Discretionary turnover is bound to happen to even the best of businesses, but many employers understand that retaining talented employees can be the difference between success and failure.
The problem that many employers are now faced with is the growing trend of people who are not satisfied with their work. According to the Society for Human Resource Management, employee job satisfaction has consistently decreased in recent years. In 2009, 86 percent of U.S. employees claimed they were satisfied with their current jobs. In 2012, that number dropped to 81 percent. With a better outlook for the job market, the Society for Human Resource Management reported the rate of employee replacement appears likely to climb as people view the job market as more welcoming to prospective employment seekers.
John Baldoni, chair of leadership development consultancy N2Growth, told Business 2 Community that keeping employees engaged is crucial to a high retention rate.
"People want to come to work, understand their jobs and know how their work contributes to the success of the organization," he said.
When this type of engagement isn't prevalent, employees tend to have problems relating to a company, which includes the work they are completing.
How to keep employees engaged?
Don Rheem, a founding partner of the consulting firm Engagient, has advised thousands of CEOs on how to keep employees happy in the workplace. The main theme surrounding Rheem's tips to keep employees enthused about work is that culture is king. Rheem told Entrepreneur that company culture might be more vital to success than most business owners or HR leaders ever thought.
"Culture is a social ecosystem - it's rarely in a perfect state," Rheem said. "It's either thriving or it's in the hands of the gossipers and the rumormongers and the cynics and the grudge collectors."
Rheem claimed that engagement is the main cause of voluntary effort. He said it's the difference between a worker who does the bare minimum and one that goes beyond the call of duty to complete his or her work in terrific fashion. Rheem reported that the majority of employees are much more likely to go above and beyond when they fall in line with company culture.
"We're trying to create a work environment where employees see their own progress in the company's progress," he said, "where it's not just a career but 'a place I go to find meaning and purpose in my life.'"

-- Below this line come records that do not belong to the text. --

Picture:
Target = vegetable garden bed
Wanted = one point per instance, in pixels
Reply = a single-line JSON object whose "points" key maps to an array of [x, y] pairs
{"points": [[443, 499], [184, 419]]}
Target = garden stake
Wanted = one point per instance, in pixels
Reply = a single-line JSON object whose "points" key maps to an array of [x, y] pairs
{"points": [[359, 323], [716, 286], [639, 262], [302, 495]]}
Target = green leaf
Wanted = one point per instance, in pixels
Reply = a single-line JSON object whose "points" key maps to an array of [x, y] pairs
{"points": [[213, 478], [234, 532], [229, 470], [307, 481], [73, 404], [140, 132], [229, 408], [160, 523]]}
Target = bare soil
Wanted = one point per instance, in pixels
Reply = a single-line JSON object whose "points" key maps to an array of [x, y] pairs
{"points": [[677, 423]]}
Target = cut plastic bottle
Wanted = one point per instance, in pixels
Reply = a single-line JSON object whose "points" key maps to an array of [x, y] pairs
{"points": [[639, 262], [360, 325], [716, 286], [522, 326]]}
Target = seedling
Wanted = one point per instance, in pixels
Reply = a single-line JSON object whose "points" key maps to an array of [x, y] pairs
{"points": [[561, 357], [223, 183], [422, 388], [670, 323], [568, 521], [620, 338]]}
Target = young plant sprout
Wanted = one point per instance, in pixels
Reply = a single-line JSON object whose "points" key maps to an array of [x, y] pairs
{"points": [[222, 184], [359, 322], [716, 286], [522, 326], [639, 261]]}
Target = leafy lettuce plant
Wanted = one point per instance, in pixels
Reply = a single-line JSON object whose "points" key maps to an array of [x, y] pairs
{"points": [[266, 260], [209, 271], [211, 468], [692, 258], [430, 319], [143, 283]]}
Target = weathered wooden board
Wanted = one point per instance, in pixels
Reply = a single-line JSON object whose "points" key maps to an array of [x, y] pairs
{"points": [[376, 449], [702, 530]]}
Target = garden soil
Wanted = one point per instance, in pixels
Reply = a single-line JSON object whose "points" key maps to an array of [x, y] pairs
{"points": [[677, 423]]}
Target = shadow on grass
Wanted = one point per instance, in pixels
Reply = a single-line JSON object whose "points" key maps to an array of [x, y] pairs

Rheem likes to keep up to date with employees whenever he is consulting for a particular company. He said Engagient provides a 26-question poll of employees asking them questions such as if they think their opinions count or if they trust their manager.
"If you see you're trending down, you know with great certainty that every goal you have is going to be harder to achieve, whether it's about customer loyalty, profitability, the wellness of my employees - all of those things are on the decline," he said.
Engagement by the numbers
According to a poll from Gallup, a business posting scores in the top half of their sector in employee engagement has nearly double the odds of success when compared with those in the bottom half. Businesses in the 99th percentile of employee engagement have quadruple the success rates with those at the opposite end of the spectrum. To calculate success, Gallup used a formula of data ranging from financial, retention, safety, quality, shrinkage and absenteeism metrics.
Employee engagement impacted several different performance outcomes. Comparing the top performers in engagement to companies lacking solid employee engagement, the top-quartiles have 48 percent fewer safety incidents, 37 percent lower absenteeism, 21 percent higher productivity and 22 percent high profitability.